No worries. I know how easy it is for notifications to get lost in the noise.
Eric and Mark, thank you! about the release: I believe you forgot to publish the 2.10 version: https://oss.sonatype.org/content/repositories/releases/com/nicta/scoobi_2.11/ has 0.9.1 but it is missing in: https://oss.sonatype.org/content/repositories/releases/com/nicta/scoobi_2.10/
Alex, the release is now available for 2.10.
Since 0.8.5 I noticed that compression was broken when using Avro but was never bothered enough to look into it. With the latest 0.9.0 release I finally took some time and found the issue. The problem manifests it as either an OutOfMemoryError or yarn killing tasks for going "beyond memory limits" when using Deflate or Snappy and isn't specific to Avro, only noticed because Avro silently changes GZip to Deflate.

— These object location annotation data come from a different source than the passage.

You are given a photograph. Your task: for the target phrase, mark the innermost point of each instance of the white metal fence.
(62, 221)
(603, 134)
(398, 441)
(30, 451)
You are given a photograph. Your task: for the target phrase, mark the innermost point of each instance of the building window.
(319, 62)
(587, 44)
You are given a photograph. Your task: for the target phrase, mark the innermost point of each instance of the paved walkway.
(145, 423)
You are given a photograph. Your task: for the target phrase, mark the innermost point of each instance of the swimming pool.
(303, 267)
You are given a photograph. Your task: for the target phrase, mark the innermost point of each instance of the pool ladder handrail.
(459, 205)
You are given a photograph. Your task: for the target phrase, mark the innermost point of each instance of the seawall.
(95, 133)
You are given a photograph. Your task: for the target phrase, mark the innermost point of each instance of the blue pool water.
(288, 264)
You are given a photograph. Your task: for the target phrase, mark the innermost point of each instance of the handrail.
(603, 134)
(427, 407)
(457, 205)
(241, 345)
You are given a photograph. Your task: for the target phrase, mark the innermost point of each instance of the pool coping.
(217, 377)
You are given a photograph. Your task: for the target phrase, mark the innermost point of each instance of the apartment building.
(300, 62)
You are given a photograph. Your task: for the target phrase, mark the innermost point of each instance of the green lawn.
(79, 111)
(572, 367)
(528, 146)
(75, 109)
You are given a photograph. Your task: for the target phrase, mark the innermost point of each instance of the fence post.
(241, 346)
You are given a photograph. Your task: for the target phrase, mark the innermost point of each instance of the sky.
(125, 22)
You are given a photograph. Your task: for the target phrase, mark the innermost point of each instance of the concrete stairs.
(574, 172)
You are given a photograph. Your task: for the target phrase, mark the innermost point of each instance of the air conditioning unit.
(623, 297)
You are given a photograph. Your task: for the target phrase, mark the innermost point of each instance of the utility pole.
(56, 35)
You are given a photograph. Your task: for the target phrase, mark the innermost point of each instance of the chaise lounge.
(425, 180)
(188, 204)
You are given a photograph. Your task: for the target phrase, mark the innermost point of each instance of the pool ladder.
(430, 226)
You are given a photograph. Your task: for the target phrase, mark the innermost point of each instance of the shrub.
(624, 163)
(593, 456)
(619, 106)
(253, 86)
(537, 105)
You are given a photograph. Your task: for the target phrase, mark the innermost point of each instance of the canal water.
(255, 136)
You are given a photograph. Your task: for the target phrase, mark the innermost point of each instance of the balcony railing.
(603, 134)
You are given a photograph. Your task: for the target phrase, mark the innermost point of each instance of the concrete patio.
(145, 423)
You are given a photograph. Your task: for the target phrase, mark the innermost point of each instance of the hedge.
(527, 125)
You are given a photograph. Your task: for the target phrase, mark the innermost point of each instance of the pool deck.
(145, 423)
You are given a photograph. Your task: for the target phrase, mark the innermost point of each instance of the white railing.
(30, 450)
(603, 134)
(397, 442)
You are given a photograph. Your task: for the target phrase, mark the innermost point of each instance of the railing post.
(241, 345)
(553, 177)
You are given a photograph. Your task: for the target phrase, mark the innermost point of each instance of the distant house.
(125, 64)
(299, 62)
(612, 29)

This stacktrace from explicitly using Snappy is what helped me. Basically the issue is that
DataSink.configureCompression
is being called for every emit from EvnDoFn. It creates a compressor to test that the settings are working and then promptly discards it. The problem with this is that the Deflate and Snappy compressors create off-heap buffers usingByteBuffer.allocateDirect
and this memory does not get GC'd as you'd expect. So for each emit you get a 64kb (for Snappy, not sure the buffer size for Deflate) memory leak.Anyway, so I added a simple check in DataSink so that configureCompression only actually acts once and things seem to work now. I haven't run a full regression but this is a pretty mild change.
By the way, this would have been much easier to diagnose because configureCompression has a debug log in it and you'd see in the logs thousands of log messages, but I couldn't get debug output working in the latest build. No matter what I tried I either got default logging or no logging.